Wandering: Rome, Venice, and Middle Earth

April 3, 2019
  • The wonderful Joseph Epstein, who is making more hay of his Roman reading project than I am, writes charmingly of the life of Julius Caesar, whom he, rather cheekily, calls Big Julie.
  • Speaking of Rome, William Edmund Fahey writes a thoughtful meditation on the city by way of an introduction to Hawthorne’s final, Roman novel The Marble Faun. By such means does the reading list increment.
  • It might seem incredible, but not everybody likes visiting Rome, or indeed the other great Italian cities. Some people even complain.

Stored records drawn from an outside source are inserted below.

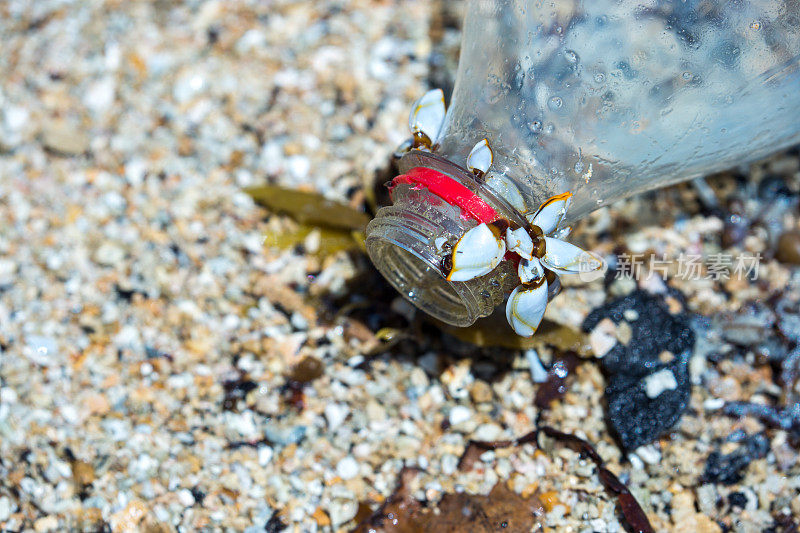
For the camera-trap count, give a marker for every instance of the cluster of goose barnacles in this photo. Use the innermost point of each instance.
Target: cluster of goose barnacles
(538, 246)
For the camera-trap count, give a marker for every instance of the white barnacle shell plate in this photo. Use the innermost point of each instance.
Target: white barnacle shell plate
(525, 309)
(530, 270)
(480, 157)
(551, 212)
(505, 188)
(519, 241)
(476, 253)
(427, 114)
(565, 258)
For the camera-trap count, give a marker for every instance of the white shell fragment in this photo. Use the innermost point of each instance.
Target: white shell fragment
(480, 157)
(565, 258)
(506, 189)
(519, 241)
(552, 211)
(427, 114)
(476, 253)
(530, 271)
(562, 233)
(525, 309)
(658, 382)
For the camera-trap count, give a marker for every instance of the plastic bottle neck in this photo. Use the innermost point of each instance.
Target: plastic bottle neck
(434, 203)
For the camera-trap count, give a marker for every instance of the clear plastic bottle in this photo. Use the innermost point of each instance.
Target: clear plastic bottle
(602, 98)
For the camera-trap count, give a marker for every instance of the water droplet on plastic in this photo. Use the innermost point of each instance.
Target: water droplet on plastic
(571, 56)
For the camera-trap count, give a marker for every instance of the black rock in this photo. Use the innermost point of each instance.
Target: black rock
(636, 418)
(653, 332)
(727, 468)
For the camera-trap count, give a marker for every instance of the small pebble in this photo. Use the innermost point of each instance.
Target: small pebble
(459, 414)
(347, 468)
(788, 248)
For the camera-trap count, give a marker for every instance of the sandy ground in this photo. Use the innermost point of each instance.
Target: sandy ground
(162, 370)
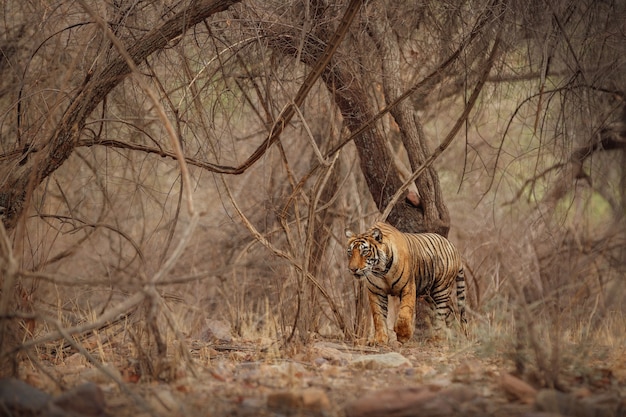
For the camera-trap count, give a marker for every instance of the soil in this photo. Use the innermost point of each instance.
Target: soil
(330, 378)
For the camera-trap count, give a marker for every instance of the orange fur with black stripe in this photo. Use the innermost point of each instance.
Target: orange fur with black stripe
(406, 265)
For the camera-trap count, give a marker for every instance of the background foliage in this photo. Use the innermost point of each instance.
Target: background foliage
(131, 192)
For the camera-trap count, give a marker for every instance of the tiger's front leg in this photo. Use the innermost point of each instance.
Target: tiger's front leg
(405, 324)
(378, 305)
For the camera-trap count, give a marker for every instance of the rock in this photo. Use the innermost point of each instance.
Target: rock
(311, 400)
(518, 388)
(85, 400)
(467, 371)
(164, 402)
(379, 361)
(216, 331)
(401, 402)
(19, 398)
(606, 405)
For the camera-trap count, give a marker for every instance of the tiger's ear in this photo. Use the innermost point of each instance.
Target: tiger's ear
(377, 234)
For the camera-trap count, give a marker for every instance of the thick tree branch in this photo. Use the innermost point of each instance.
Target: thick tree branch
(37, 164)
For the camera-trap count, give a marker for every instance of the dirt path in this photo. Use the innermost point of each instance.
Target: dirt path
(333, 379)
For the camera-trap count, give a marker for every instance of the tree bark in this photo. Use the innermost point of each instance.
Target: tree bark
(434, 215)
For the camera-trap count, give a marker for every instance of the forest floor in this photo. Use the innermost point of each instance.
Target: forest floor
(329, 378)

  • Although even I might complain, at least once, if I went to Venice and found it flooded. Having unburdened myself, I hope I would find a way to enjoy the watery wonderland.
  • Bradley Birzer reviews, appreciatively, The Fall of Gondolin, the most recent volume in which Christopher Tolkien, in a continuing labour of “love and piety”, has brought his father’s unfinished writing to print. I hadn’t thought to read it, but I’m re-considering.
  • At the New Yorker, Bob Moser writes a scathing exposé of the Southern Poverty Law Center, a “marketing tool for bilking gullible Northern liberals” that has excelled at finding “hate groups” where the rest of us saw only their political opponents.
  • Finally, Terry Teachout writes, also appreciatively, about the music of Chopin.